DragonLancer said:What I think WotC and other RPG publishers are doing wrong is they are not trying to expand the hobby enough. Where are the TV or magazine ads? The only advirtising you see is in gaming magazines, and occasionally comics and computer game mags. If the publishers want to expand its a good idea to bring the game to non-gamers rather than continually target teens and established gamers.
(Disclaimer: I work in advertising; I do this stuff for a living.

As WizarDru notes, advertising in "general media" is prohibitively expensive. You'll never see a TV ad for D&D on a network TV show, or a D&D print ad in a general-interest magazine, because 99+% of the people who'd see the ad are not only non-gamers, but they never will be gamers, and a simple ad isn't going to do anything to change that.
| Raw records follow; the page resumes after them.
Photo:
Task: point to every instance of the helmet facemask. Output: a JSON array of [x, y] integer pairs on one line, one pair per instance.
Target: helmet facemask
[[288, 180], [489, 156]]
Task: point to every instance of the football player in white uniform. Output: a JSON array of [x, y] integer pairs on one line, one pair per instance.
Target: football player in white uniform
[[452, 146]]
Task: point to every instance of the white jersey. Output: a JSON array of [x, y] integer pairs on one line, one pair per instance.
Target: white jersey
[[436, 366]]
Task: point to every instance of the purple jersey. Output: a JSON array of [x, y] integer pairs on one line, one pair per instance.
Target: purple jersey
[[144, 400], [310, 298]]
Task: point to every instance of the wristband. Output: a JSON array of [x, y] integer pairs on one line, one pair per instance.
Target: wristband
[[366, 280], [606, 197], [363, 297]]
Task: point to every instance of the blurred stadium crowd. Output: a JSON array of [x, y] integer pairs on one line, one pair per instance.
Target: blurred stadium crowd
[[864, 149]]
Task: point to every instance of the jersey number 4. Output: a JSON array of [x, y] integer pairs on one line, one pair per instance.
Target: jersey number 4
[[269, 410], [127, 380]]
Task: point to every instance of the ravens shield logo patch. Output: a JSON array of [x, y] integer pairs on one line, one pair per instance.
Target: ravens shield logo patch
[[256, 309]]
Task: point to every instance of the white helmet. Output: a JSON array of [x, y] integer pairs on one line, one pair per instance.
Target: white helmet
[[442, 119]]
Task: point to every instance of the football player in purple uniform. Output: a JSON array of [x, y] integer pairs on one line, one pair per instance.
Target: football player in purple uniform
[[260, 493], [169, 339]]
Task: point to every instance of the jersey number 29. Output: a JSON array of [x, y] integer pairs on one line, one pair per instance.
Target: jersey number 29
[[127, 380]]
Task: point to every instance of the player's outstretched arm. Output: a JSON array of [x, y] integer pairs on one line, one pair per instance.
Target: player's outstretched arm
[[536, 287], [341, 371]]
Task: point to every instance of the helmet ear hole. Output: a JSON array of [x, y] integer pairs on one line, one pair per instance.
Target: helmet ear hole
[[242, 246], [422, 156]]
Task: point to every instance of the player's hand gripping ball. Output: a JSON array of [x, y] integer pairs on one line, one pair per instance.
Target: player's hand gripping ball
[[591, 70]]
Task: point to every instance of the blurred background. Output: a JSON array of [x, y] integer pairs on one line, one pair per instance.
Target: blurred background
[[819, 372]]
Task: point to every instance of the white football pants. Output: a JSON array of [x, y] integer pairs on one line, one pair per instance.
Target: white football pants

Spending marketing dollars that way is incredibly inefficient.
What would be more efficient would be to place such ads in more targeted media -- the comic books and computer game magazines you mention, or on cable channels like SciFi or G4. That way, you're getting far less "slop" in your spend, by focusing on consumers who already likely have a predisposition to being gamers, because they have "allied interests" (i.e., nerdy hobbies).
But, even a straightforward TV ad on SciFi would probably break D&D's ad budget -- it's really that expensive. And, despite many of us perceiving that D&D is a "big brand" with a big budget -- that "big" is relative; D&D is the big fish in a very, very tiny pond. Compared to the sales (and marketing budgets) of big national brands (even computer game brands), D&D is tiny. Keep in mind that the D&D brand is a small part of a small division of Hasbro.
In the past, WotC has occasionally run TV ads for Magic: the Gathering -- but remember that M:tG is an awful lot bigger than D&D.